Amy Sharp's spring break from Southeast Missouri State University didn't turn out quite as she had hoped it would.
Sharp travelled with her 8-month-old daughter to visit her grandmother early last week in Pigeon Forge, Tenn., which is situated at the foot of the Great Smoky Mountains. Everything was fine until the snow began to fall Friday.
"The snow started falling at about 6 p.m.," she said. "They only predicted a few inches, so we weren't really worried.
"It was thundering and lightning during the snow storm," she said. "I had never experienced anything like that before."
Television and radio reports predicted 2 to 3 inches of snow before nightfall and about 6 inches overnight. But she awoke to 23 inches of snow covering everything in sight.
"There were drifts that were up to my waist," Sharp said. "Everything else was at least up to my knees."
At about 2 a.m. Saturday the power went out. It did not come on again for three days. "It was so very cold," Sharp said.
With the electricity out, the only source of heat in the six-room house was an oil-burning stove in the living room. The two women shut the doors to the back bedrooms, hung sheets from the ceiling to trap the heat in the living-room-bathroom-bedroom area, and blocked off the door to the kitchen.

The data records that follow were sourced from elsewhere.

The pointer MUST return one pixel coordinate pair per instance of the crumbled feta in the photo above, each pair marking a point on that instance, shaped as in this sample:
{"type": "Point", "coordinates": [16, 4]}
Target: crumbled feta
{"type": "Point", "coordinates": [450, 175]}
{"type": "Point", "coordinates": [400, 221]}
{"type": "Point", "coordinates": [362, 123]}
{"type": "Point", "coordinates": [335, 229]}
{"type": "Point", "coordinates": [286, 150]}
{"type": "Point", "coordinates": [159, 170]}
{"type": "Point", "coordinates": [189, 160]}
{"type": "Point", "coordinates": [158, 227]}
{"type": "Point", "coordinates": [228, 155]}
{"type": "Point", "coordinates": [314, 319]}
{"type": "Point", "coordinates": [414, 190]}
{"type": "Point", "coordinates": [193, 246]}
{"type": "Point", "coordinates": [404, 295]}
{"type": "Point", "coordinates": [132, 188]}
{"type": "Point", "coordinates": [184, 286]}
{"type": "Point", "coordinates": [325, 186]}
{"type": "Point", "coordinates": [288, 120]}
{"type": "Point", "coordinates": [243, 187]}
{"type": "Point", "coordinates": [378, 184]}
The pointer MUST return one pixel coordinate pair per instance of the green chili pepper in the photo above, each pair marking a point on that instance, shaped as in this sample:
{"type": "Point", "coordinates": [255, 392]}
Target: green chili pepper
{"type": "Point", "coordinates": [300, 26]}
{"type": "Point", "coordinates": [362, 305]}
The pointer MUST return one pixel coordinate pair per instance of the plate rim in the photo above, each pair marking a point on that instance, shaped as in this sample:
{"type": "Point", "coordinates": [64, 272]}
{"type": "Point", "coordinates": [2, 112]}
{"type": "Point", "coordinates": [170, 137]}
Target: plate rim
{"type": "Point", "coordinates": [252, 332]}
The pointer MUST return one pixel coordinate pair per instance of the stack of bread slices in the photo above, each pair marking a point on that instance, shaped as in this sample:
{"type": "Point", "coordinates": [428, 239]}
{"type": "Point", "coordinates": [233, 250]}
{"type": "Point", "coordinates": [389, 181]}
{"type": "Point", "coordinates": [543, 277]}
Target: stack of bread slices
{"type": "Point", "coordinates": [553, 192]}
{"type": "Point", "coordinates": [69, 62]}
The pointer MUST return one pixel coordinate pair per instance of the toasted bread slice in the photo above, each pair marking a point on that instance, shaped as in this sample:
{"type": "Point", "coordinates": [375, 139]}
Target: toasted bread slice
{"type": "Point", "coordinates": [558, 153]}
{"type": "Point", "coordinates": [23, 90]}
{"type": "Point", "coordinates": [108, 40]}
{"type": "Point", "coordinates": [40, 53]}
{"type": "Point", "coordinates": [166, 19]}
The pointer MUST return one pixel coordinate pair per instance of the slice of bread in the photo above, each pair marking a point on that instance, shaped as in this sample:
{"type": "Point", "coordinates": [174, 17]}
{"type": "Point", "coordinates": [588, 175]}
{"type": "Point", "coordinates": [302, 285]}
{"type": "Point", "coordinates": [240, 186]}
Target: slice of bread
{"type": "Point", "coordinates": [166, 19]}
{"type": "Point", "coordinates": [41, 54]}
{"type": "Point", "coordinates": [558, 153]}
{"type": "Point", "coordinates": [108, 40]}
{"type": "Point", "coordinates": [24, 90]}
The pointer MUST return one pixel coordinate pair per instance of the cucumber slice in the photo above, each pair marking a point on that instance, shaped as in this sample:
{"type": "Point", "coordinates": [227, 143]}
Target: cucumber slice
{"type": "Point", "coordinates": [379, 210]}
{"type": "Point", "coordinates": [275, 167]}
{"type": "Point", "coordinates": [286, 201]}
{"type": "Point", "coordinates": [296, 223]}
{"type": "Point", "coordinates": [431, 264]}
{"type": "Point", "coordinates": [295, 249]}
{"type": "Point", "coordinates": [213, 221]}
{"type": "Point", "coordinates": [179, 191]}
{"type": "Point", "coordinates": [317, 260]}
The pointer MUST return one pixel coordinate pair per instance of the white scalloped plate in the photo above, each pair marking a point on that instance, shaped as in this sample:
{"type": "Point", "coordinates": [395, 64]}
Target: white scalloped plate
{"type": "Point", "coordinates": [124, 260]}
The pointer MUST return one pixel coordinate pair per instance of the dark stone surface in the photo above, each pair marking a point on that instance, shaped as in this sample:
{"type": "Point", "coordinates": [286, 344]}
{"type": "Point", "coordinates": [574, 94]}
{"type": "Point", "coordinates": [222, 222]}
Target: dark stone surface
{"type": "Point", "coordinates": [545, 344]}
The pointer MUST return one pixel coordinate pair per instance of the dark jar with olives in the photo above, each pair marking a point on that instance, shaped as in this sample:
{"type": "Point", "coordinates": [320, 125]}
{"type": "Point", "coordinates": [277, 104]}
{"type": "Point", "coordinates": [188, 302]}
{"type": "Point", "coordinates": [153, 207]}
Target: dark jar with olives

"It was about 40 degrees in the kitchen, and it was below freezing in the back bedrooms," Sharp said. "The stove kept the three rooms we were using pretty warm."
For three days, Sharp and her grandmother used the oil stove to cook, to warm water in which they could bathe the baby, and as their primary heat source.
"We cooked pancakes, hamburgers, bacon and eggs it was almost like using a real stove," Sharp said.
The two women were somewhat prepared to be snowed in for a few days.
"Right before it started to snow on Friday, we noticed that we were running out of cereal," Sharp said. "So we went down to the store to get that, and bought diapers, baby food, milk and other things we needed."
Sharp said that the store was so full of people on Friday that there were no shopping carts to be found. "I had to follow someone out to their car in the rain to get a shopping cart to use," she said.
When the power went out, Sharp and her grandmother turned on a battery-operated radio, which went dead a short time later. To solve the problem, Sharp said she took the battery out of the smoke detector to put into the radio.
"People who needed help would call into the radio station," Sharp said. "Then people in four-wheel drive vehicles or helicopters would come in and drop off supplies."
Sharp said she could hear the helicopters flying overhead that were carrying much-needed food, kerosene, batteries and blankets to people stranded at their homes.
At night, Sharp and her grandmother listened to the radio by the light of several candles and an oil-burning lamp.
"We went to bed a lot earlier not long after it got dark," she said. "The baby slept a lot, too.
"We sat around and talked a lot," Sharp said. "It was really kind of nice I guess we talked a lot more than we would have otherwise."
Sharp's parents were supposed to come and pick her up Friday to take her back to Cape Girardeau. But the bad weather and closed interstates kept them at bay in Nashville until Monday afternoon.
"When they finally got to grandma's house, we still didn't have power," Sharp said. "My dad barely got up the hill to the house."
Before departing for Cape Girardeau, Sharp's father shoveled a pathway from the front door to grandma's car and cleared some of the snow from the driveway.
Sharp missed Monday's and Tuesday's classes at Southeast Missouri State University, but said she was glad to finally be home.
"It was an experience I won't soon forget," Sharp said. "But I'm ready to go back to classes now."